宵曲子は古い俳書をも丁寧に読んで、さうした句ばかりを集めてゐたので、その点に子の鑑識が窺はれる。
・・子ならでは作ることの出来ぬ書物であつた。
・・宵曲氏は一歩退いて世を送らうとしてゐた控え目な人で、そのことは一部の人々に知られてゐるのに過ぎない。
子は何ともいはれぬ気持ちのよい人で、その実力は子を知る限の先輩同輩の等しく認めるところであつた。」
「年末から年始にかけての数日を家に閉籠って、二階で日向ぼっこしたり、下の居間で炬燵に当たったりしながら、柴田宵曲氏の新著『蕉門の人々』に読み耽った。
それが私には近頃楽しいことだった。『蕉門の人々』には、俳諧随筆という冠称が附してある。
『蕉門の人々』 森銑三解説より
序文には、「ただ作品を通して直接その人の面目を窺おうという、おぼつかない試みの一に過ぎぬ」と断ってある。
しかしながら本書の著者は古句を心解し、味読することにおいて、いわゆる研究家を任ずる人びとの到達し得ない世界に住している。

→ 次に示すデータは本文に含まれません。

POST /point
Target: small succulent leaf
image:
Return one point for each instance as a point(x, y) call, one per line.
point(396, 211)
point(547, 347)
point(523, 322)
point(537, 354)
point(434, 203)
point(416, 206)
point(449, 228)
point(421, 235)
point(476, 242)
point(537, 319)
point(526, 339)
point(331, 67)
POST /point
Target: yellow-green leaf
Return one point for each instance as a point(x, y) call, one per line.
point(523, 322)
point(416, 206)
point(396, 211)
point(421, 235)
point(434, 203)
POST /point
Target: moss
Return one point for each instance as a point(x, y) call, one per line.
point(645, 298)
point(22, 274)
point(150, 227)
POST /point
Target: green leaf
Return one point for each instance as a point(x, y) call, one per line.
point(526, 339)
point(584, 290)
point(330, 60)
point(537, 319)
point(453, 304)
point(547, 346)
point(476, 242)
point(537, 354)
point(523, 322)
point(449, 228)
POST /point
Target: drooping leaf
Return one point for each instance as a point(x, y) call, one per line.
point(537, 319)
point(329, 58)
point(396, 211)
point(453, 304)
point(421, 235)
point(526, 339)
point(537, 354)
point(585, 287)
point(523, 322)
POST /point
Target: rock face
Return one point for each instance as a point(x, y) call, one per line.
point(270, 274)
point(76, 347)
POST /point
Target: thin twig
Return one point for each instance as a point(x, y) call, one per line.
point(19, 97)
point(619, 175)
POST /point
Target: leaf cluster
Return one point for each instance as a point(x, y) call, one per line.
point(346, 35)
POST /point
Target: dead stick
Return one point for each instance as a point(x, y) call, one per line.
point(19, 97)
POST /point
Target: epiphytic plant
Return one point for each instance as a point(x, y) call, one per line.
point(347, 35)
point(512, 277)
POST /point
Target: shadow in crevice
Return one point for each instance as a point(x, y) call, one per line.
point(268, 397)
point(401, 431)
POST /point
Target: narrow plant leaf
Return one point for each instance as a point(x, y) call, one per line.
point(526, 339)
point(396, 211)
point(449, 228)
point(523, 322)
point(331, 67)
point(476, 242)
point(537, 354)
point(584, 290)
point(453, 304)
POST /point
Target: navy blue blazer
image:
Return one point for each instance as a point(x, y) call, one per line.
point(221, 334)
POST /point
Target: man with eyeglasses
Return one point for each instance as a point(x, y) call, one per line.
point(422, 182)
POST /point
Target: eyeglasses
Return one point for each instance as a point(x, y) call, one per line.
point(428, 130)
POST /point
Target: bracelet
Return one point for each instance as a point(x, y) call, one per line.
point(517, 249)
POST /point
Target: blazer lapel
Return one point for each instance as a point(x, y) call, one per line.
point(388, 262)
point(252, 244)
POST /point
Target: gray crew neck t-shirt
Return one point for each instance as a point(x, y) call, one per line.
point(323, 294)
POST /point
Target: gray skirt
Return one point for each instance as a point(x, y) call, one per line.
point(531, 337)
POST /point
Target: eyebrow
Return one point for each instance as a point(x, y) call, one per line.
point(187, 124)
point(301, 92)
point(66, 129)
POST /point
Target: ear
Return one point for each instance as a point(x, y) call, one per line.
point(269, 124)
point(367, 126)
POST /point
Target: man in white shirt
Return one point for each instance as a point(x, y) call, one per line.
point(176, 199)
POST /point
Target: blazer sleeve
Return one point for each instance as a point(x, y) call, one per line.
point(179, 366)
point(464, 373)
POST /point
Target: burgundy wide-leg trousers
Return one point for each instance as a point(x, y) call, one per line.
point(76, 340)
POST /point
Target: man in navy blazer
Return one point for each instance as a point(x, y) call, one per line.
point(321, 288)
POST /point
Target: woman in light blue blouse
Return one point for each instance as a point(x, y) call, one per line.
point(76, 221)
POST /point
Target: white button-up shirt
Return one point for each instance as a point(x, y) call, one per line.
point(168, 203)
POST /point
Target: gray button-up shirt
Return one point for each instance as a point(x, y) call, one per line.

おぼつかない試みというのはもとより遜辞で、著者の態度はあくまでも手堅く、また手強い。
作品そのものを仲介として、蕉門の諸作家に肉薄し、膝詰談判に及ぼうとする。
そこに息の詰まりそうな緊張した気分さえ伴っている。
本書の内容は、祖述ではなくて創作である。
随筆とは銘打ってあっても、ただの漫文や雑文とはわけが違う。
全体が渾然とした作品に成っている。その点に及び難い感を抱かせられる。」
これは、柴田宵曲氏の仕事を紹介するに相応しい森銑三氏の名文だ。
無名の俳諧師でも佳句は佳句。芭蕉、蕪村や一茶オンリーの専門家の追随を許さない。
著者からは江戸俳諧の本当の味わい方を教えてもらった。
極上のワインを味わうようなコクのある文章も魅力だ。